Vision-based AI is already elevating road and driver safety, and over the next 2-5 years, I see it moving from passive monitoring to an active safety partner that helps fleets prevent incidents. Instead of just recording events, AI will increasingly predict risk by analysing real-time driver behaviour, vehicle health, and environmental data, and then intervene before an accident occurs. I hope that this shift drives a drastic reduction in preventable accidents by acting as an always-on coach that doesn’t just flag errors but also actively predicts behaviours of road users and advances safety for all.
To achieve this, I expect AI to help engineers detect edge-case safety issues using large-scale simulation data, analyse millions of miles of driving logs for anomalies, and recommend design improvements based on pattern recognition. AI can also help explain why a model might fail under certain road conditions, automatically generate test scenarios based on identified weaknesses, and act as an engineering “second brain” for functional safety reviews.

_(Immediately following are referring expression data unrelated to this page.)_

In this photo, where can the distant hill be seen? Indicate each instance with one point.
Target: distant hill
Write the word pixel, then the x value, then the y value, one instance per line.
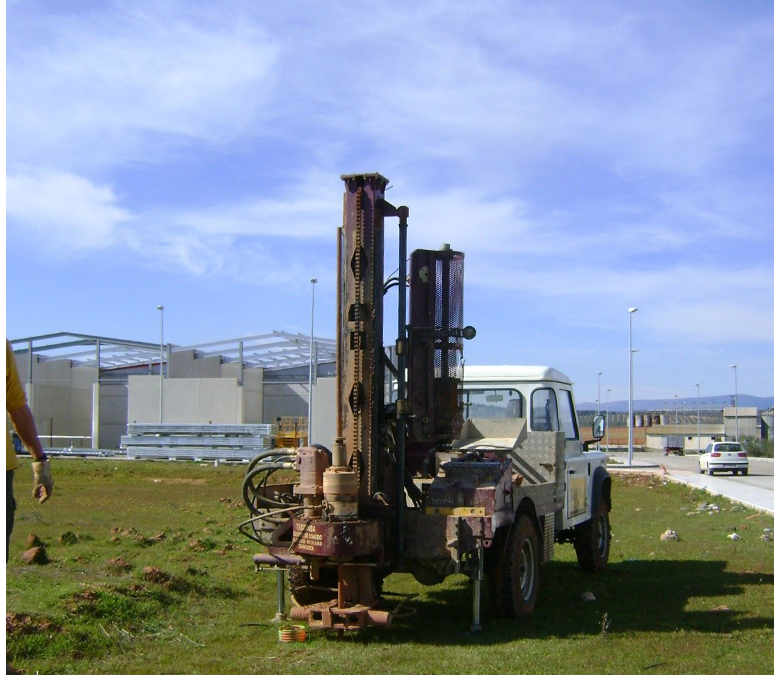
pixel 706 403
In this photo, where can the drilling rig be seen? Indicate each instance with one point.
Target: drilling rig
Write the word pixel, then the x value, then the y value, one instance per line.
pixel 408 485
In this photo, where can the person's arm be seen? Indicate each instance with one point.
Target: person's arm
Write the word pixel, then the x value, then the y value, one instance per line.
pixel 24 423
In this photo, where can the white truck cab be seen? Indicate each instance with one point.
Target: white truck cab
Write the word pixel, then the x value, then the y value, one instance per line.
pixel 543 396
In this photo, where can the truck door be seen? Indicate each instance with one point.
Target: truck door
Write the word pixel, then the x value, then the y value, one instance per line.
pixel 544 402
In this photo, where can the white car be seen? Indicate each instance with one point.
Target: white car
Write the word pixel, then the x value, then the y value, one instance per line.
pixel 723 456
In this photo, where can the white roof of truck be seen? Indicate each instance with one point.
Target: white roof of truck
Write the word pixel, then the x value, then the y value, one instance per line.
pixel 513 373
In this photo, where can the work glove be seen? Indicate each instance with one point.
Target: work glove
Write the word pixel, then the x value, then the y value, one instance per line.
pixel 42 481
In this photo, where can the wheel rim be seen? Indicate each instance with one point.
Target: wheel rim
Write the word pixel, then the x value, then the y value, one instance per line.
pixel 527 570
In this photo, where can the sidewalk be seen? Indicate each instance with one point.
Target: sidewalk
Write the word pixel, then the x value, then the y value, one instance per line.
pixel 757 498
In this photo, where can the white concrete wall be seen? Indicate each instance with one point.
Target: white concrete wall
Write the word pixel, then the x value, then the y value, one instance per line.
pixel 185 401
pixel 112 415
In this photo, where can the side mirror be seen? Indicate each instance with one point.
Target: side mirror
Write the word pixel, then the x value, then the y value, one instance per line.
pixel 598 427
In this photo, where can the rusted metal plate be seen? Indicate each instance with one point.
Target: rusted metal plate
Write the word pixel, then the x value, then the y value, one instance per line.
pixel 329 615
pixel 345 539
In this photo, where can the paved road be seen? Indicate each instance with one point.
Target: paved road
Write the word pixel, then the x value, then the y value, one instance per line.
pixel 756 490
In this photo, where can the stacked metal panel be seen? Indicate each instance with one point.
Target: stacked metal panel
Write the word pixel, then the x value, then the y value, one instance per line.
pixel 198 441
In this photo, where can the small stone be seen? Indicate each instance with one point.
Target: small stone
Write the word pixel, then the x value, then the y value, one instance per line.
pixel 68 538
pixel 35 556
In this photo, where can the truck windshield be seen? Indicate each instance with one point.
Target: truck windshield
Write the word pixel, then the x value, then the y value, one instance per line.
pixel 482 403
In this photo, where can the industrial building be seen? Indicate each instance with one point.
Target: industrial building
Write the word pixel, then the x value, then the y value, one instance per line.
pixel 86 390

To truly revolutionise fleet safety and management, we need AI to automate the heavy lifting of data interpretation. Semantic Video Search should handle complex, natural language queries like “Show me all instances of distracted driving near school zones in rainy conditions,” and instantly retrieve relevant footage from the edge without manual sifting. Predictive Risk Modeling should also take over the continuous monitoring of risky behaviours and identify near-miss clusters and high-risk behaviours that haven’t resulted in accidents yet, allowing fleets to proactively alter routes or training.
Automated Coaching should provide the routine nudge with realtime, positive reinforcement that scales better than human intervention ever could. When multiple risks appear simultaneously, for example, heavy traffic combined with poor weather, then AI should always prioritise threats, give meaningful warnings, and reduce alert fatigue by filtering noise.
Build for the messy, unpredictable, high-stakes physical world
Looking further ahead, I anticipate AI to possess intent reasoning. It’s not enough to detect a pedestrian, the system must also predict if that pedestrian is about to step into traffic based on subtle cues. I envision persistent world models at the edge, where a single pass through an intersection updates a dynamic map of risk, traffic patterns, and infrastructure health, serving multiple business goals simultaneously without needing new sensors. For AI startups, the challenge is clear
: Don’t just build for the data centre. Build for the messy, unpredictable, high-stakes physical world. That is where the next generation of value and safety will be created.